Lembrança da Existência Corpórea
Comemoração dos Mortos – Funerais

 

Complementos:

Perturbação Espírita
Igualdade perante o túmulo

 

Pesquisa feita no O Livro dos Espíritos qq. 304 a 329 e as indicadas no texto obra codificada por Allan Kardec

 

LEMBRANÇA DA EXISTÊNCIA CORPORAL

O Livro dos Espíritos - qq. 304 a 319 - obra codificada por Allan Kardec

1 - O Espírito tendo vivido muitas vezes como homem, normalmente recorda-se do que foi em sua existência corporal, por vezes se ri apiedado de si mesmo, da mesma forma que um homem que, atingindo a idade da razão, ri dos excessos de sua adolescência ou das puerilidades de sua infância. (LE 304)

2 - A lembrança do passado não se apresenta ao Espírito de uma maneira completa e inesperada depois da morte, ela vem aparecendo gradualmente, como se fosse alguma coisa surgindo de um nevoeiro, até que ele consegue fixar sua atenção. Poderia lembrar-se dos mais minuciosos incidentes e pormenores, ligados aos fatos e até aos pensamentos, porém, não o faz se não houver utilidade. (LE 305)

3 - O Espírito quando desencarnado vê e compreende muito melhor, do que quando encarnado, qual o objetivo da vida na Terra, e entende que em cada existência deixa algumas impurezas, sentindo a necessidade de corrigir-se para purificar-se. (LE 306.a .b.)

4 - A vida passada se retrata na memória do Espírito, ou por um esforço de sua imaginação ou como numa tela de cinema em que ele é o espectador. Todos os atos que são de seu interesse ele se lembra como se fossem atuais, os outros ficam mais ou menos vagos ou totalmente esquecidos. Quanto mais desmaterializado for o Espírito menor importância dará aos valores materiais.(LE 307)
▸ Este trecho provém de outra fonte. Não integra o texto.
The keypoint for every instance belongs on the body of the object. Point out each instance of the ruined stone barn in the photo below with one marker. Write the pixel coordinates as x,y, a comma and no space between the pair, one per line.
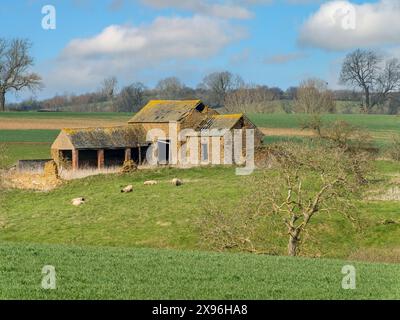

5 - Todo o seu passado se desenrola diante dele, como se fossem as etapas do caminho em que um viajante tenha percorrido. Lembra-se dos mesmos na proporção da influência que tenha sobre o seu estado presente. Em razão das lembranças das primeiras existências, as que podemos considerar como se fossem a infância do Espírito, estas perdem-se no vazio e desaparecem na noite do esquecimento. (LE 308)

6 - O Espírito considera o corpo que acaba deixar como se fosse uma vestimenta e, da qual o molestava, sentindo-se feliz por estar livre dele. Porém, reconhece a oportunidade que lhe deu para depurar-se e adiantar-se. (LE 309)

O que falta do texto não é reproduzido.